ディーゼル車の特長と種類とは? わかりやすく解説!

ディーゼル車

ディーゼルエンジンによって走る鉄道車両にはディーゼル機関車とディーゼルカー(ディーゼル動車)とがあります。

ディーゼル車は、ディーゼルエンジンの回転力を動輪に伝える方法によって
機械式・液体式・電気式にわけられます。


ディーゼル車の特長

ディーゼルエンジンを利用した車には、つぎのようなすぐれた点があります。

①燃料の熱を力にかえる率が高い

蒸気機関車では、使った石炭の7パーセントしか、力に利用できないのにディーゼル車では、燃料の熱量の35パーセントまでを力にかえることができます。

②地上設備が安くてすむ

電化のように送電線をひいたり、変電所をつくったり架線のための柱や電線を設備する費用がかかりません。

③乗り心地がよい

煙りがでないので、乗っている乗客や乗務員が楽です。

④運転費が安い

ガソリンエンジンと違って、値段の安い軽油を使いますから運転費も安く、そのうえ、火災の心配も少なくて安全です。

ディーゼルエンジン

ディーゼルエンジンでは、まずシリンダに空気を吸いこみ吸気弁を閉じて、ピストンで空気を圧縮します。

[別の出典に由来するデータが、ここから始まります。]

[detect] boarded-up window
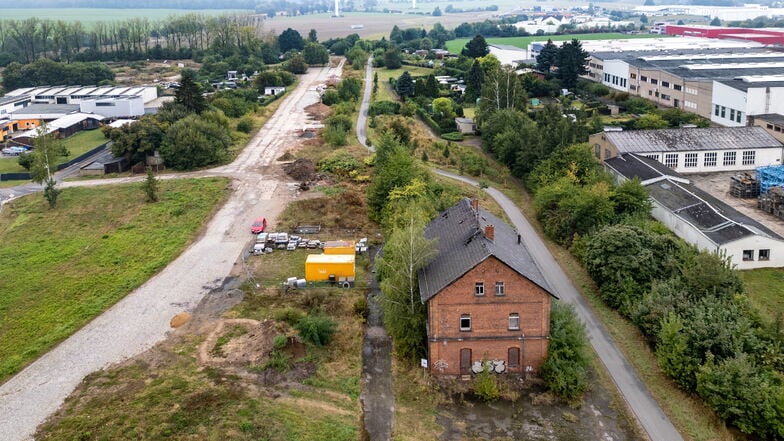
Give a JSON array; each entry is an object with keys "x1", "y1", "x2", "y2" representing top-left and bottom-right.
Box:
[
  {"x1": 460, "y1": 348, "x2": 472, "y2": 374},
  {"x1": 508, "y1": 347, "x2": 520, "y2": 368}
]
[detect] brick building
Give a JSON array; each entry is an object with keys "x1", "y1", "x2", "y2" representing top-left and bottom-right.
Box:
[{"x1": 418, "y1": 198, "x2": 556, "y2": 377}]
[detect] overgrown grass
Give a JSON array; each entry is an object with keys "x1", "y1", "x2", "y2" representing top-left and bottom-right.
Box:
[
  {"x1": 739, "y1": 268, "x2": 784, "y2": 325},
  {"x1": 445, "y1": 33, "x2": 671, "y2": 53},
  {"x1": 0, "y1": 178, "x2": 230, "y2": 383},
  {"x1": 36, "y1": 337, "x2": 357, "y2": 441},
  {"x1": 0, "y1": 129, "x2": 108, "y2": 174}
]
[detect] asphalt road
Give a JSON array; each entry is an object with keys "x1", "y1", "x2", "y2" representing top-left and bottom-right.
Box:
[
  {"x1": 357, "y1": 56, "x2": 374, "y2": 151},
  {"x1": 0, "y1": 63, "x2": 342, "y2": 441},
  {"x1": 433, "y1": 170, "x2": 683, "y2": 441}
]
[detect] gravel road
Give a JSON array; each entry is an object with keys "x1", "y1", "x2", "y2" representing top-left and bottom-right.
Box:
[
  {"x1": 0, "y1": 62, "x2": 342, "y2": 441},
  {"x1": 433, "y1": 169, "x2": 683, "y2": 441}
]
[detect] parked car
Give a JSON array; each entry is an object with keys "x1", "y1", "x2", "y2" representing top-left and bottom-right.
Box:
[
  {"x1": 307, "y1": 239, "x2": 321, "y2": 249},
  {"x1": 251, "y1": 217, "x2": 267, "y2": 234}
]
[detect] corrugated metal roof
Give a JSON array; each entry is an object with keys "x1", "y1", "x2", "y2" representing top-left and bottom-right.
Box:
[
  {"x1": 418, "y1": 198, "x2": 553, "y2": 303},
  {"x1": 605, "y1": 127, "x2": 781, "y2": 153},
  {"x1": 606, "y1": 153, "x2": 784, "y2": 245}
]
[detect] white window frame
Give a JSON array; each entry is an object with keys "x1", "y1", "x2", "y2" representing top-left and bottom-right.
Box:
[
  {"x1": 475, "y1": 282, "x2": 484, "y2": 296},
  {"x1": 742, "y1": 150, "x2": 756, "y2": 166},
  {"x1": 665, "y1": 153, "x2": 678, "y2": 168},
  {"x1": 704, "y1": 152, "x2": 717, "y2": 167},
  {"x1": 495, "y1": 281, "x2": 505, "y2": 296},
  {"x1": 508, "y1": 313, "x2": 520, "y2": 331},
  {"x1": 723, "y1": 151, "x2": 736, "y2": 166},
  {"x1": 460, "y1": 314, "x2": 472, "y2": 331},
  {"x1": 684, "y1": 153, "x2": 698, "y2": 168}
]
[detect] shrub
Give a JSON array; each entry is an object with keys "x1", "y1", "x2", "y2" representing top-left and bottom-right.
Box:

そして、その温度が高くなったところに軽油を入れて燃やすと、高い圧力のガスにかわります。
このときの、ガスがピストンを押す力をクランクに伝え車輪の回転に利用しています。

しかし、この力で直接に車輪を回転させることはできないので伝達装置を使っています。

機械式

自動車のように、変速歯車をもっていて、これで速力を加減します。

ディーゼルカーが、小型で馬力が200馬力以下の小さかったころは、ほとんどが機械式でした。

2両や3両連結のときには、1両ごとに運転士をのせて警笛などで合い図しながら、歯車の切り替えをおこなっていました。

液体式

機械式では、200馬力以上になると、歯車の切りかえが重くなります。
そこで、流体変速機(トルクコンバーター)を使う方法が考えられました。

流体変速機の原理はポンプとタービンを組み合わせたものでディーゼルエンジンの力でポンプの羽根車をまわして液体(油)の流れをつくります。

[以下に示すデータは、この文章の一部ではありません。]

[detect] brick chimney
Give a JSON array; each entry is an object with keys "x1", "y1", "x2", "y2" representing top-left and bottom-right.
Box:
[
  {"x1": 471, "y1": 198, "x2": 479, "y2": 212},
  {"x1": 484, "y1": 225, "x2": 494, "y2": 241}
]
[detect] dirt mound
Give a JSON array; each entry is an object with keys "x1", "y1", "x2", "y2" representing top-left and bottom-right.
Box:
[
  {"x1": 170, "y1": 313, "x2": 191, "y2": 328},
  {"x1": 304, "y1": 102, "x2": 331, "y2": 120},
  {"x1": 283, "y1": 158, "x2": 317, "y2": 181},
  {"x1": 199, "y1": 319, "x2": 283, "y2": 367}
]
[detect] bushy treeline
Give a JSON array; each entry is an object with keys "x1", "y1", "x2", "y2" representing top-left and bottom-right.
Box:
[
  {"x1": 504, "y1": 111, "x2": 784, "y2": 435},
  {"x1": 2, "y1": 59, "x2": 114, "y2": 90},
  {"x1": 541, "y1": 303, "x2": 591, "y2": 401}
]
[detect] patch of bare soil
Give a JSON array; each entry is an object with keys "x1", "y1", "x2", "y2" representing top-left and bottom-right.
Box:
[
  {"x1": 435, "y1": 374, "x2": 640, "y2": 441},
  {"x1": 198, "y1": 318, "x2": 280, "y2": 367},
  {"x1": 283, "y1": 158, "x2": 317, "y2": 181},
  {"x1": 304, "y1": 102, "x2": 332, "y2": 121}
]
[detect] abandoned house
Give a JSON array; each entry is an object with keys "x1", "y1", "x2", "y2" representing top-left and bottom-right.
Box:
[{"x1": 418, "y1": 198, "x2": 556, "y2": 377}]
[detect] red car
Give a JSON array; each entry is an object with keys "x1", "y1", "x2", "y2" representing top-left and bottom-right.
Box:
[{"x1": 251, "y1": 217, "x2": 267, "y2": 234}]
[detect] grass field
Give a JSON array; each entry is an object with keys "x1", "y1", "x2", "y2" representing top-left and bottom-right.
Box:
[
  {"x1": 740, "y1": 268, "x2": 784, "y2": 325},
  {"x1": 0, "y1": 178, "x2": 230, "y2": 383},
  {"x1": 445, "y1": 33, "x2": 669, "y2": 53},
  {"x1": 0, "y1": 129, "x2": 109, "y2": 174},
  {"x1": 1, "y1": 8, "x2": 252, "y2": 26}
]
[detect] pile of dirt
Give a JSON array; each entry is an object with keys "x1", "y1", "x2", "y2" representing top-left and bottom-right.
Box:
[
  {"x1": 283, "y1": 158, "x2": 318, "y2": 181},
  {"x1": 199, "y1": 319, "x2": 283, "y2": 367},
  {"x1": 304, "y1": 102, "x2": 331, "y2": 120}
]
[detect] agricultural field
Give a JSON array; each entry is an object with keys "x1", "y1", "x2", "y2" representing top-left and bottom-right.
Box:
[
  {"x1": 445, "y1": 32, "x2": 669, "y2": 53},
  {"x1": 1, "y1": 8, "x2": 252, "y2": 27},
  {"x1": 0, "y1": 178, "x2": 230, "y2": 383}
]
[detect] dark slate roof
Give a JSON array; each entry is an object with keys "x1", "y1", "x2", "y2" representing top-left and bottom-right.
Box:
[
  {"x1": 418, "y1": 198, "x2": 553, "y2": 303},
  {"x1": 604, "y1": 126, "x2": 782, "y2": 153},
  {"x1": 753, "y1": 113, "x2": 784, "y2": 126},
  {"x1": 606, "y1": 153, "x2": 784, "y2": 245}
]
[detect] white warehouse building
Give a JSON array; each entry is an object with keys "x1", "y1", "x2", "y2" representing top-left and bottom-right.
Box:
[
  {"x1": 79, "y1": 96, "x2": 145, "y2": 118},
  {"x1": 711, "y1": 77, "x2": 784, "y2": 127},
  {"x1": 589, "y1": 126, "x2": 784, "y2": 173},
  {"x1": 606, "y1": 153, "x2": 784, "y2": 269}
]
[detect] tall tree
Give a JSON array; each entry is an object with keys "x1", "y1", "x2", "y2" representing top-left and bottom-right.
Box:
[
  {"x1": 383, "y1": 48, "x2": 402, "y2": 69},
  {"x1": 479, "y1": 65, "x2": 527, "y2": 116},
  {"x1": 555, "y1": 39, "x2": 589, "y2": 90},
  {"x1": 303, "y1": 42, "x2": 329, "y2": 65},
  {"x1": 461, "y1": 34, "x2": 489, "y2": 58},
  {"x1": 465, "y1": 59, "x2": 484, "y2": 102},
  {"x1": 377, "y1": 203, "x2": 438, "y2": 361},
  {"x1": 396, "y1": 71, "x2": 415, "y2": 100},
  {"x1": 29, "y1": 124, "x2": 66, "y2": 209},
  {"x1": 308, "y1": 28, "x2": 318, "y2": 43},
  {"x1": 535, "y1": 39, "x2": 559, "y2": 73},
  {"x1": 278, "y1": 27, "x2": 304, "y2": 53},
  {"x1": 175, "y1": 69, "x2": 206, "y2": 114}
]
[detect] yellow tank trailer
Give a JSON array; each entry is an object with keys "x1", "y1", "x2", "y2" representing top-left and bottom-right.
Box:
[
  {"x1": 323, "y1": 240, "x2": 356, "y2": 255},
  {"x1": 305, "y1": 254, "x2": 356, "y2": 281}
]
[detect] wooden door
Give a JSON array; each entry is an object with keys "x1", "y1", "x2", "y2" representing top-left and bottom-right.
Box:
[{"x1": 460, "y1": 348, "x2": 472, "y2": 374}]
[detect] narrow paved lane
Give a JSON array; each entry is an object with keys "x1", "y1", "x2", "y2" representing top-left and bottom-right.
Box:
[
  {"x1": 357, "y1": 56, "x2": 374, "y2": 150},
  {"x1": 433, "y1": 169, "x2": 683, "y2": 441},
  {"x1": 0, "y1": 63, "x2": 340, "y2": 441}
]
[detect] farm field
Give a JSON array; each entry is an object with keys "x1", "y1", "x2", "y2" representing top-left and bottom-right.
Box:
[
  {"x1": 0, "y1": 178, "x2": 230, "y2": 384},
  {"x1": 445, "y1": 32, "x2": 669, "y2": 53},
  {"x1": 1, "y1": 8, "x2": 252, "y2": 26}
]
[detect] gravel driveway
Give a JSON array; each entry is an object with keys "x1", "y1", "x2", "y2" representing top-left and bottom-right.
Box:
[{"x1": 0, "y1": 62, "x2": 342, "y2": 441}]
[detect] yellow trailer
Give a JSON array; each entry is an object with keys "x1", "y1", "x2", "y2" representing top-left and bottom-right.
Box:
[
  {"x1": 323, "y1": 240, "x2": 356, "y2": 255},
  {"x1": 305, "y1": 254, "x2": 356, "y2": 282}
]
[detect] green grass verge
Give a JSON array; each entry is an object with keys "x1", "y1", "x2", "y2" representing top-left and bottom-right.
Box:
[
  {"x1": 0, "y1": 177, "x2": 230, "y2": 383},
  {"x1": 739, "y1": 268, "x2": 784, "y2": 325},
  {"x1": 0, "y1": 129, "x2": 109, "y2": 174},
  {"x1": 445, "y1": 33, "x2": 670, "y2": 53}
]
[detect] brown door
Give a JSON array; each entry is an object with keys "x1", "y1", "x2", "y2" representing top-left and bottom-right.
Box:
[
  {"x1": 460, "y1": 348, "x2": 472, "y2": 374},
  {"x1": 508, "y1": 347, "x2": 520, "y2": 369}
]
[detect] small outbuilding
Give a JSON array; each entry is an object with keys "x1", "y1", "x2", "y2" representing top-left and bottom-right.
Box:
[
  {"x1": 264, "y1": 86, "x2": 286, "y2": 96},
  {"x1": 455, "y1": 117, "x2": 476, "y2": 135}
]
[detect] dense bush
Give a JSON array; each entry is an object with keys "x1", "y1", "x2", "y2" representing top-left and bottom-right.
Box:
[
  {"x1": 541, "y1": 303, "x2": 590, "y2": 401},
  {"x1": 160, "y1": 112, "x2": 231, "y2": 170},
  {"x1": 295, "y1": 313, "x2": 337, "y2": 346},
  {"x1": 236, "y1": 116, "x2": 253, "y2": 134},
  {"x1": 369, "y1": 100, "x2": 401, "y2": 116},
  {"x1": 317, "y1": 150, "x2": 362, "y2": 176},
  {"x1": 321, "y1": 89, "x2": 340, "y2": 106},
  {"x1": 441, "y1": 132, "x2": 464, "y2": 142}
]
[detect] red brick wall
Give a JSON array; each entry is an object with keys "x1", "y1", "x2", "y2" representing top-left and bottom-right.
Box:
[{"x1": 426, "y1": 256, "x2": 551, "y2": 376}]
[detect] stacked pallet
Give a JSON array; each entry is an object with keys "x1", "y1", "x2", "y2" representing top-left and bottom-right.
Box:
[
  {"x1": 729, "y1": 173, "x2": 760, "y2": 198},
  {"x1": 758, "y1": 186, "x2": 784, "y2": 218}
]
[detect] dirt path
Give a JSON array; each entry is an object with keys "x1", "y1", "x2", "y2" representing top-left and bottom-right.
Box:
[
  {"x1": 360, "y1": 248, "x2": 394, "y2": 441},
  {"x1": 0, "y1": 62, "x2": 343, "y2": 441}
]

これを、案内羽根車で、タービンの羽根車にあててエンジンの回転力や、回転数を加える仕組みです。

流体変速機は取扱いがやさしくて、切りかえが滑らかです。
そのため、DD13形などの中型機関車やディーゼルカーに多く使われています。

また、近頃では、液体式で出力2000馬力もある、DD51形の大型機関車や1250馬力のDEK形、1820馬力のDD54形客貨両用機関車などもできています。

電気式

これは、ディーゼルエンジンで発電機をまわして電気を起こし、この電気で電動機をまわして走るものです。

ちょうど、発電機を車内にもっている電車か、電気機関車のようなものです。
電気式ディーゼル機関車には、DD50形やDF50形などがあります。



ディーゼル機関車

客車や貨車をひくための大きなエンジンを備えて、いろいろな装置を車台に積んでいるのが、ディーゼル機関車です。

本線用には、DD51形・DD54形・DF50形などがあります。
入れかえ用には、DD13形などが使われています。

そのほか、大雪のときには、雪かき装置を取り付けることのできるDD14形やDD53形があります。

ディーゼルカー

床下に、エンジンや機械類をさげ上が客席などになっているのが、ディーゼルカーです。

近頃ではディーゼルカーのほとんどが流体変速機を使っています。
ディーゼルカーのすぐれているのは、つぎのような点です。

    ①車両の連結・切りはなしがかんたん。

    ②総括制御がしやすく、故障も少ない。

    ③電化区間でも、電化していない区間でも走れる。

    ④機関車のように、とくに車両が重くないので多少線路が弱くても、速力が出せる。

    ⑤流体変速機を使っているので、出発や停止のときのショックが少ない。

日本でディーゼルカーの本格的な研究がなされたのは第二次世界大戦後のことですが、わずか十数年のうちにディーゼル王国と言われるまでに、急速に発達してきました。

はじめは、電化されていない、ローカル線に使われていましたが現在では普通列車だけでなく、急行・特急列車にもどんどん使われています。

閑散線区用ディーゼルカー

お客の少ない支線で使われる、小型のディーゼルカーです。
エンジンや変速機にバスと同じものを使ったため、レールバスともよばれています。

現在では、だんだん使われなくなりました。

一般用ディーゼルカー

いちばん多く見られるディーゼルカーです。
これには、キハ10・11・12・16・17・19・20・21・22・25・52系などがあります。

通勤用ディーゼルカー

都市の近くの通勤や通学をする人のためにつくられたディーゼルカーです。
これには、キハ23・30・35・36・45・53系などがあります。

急行用ディーゼルカー

急行列車用に使われるディーゼルカーです。
これには、キハ26・27・28・55・56・57・58系などがあります。

特急用ディーゼルカー

特急列車用のディーゼルカーです。

1960年12月、ディーゼル特急「はつかり」が登場してから全国各地にディーゼル特急が走るようになりました。

これには、キハ81・82・181系などがあります。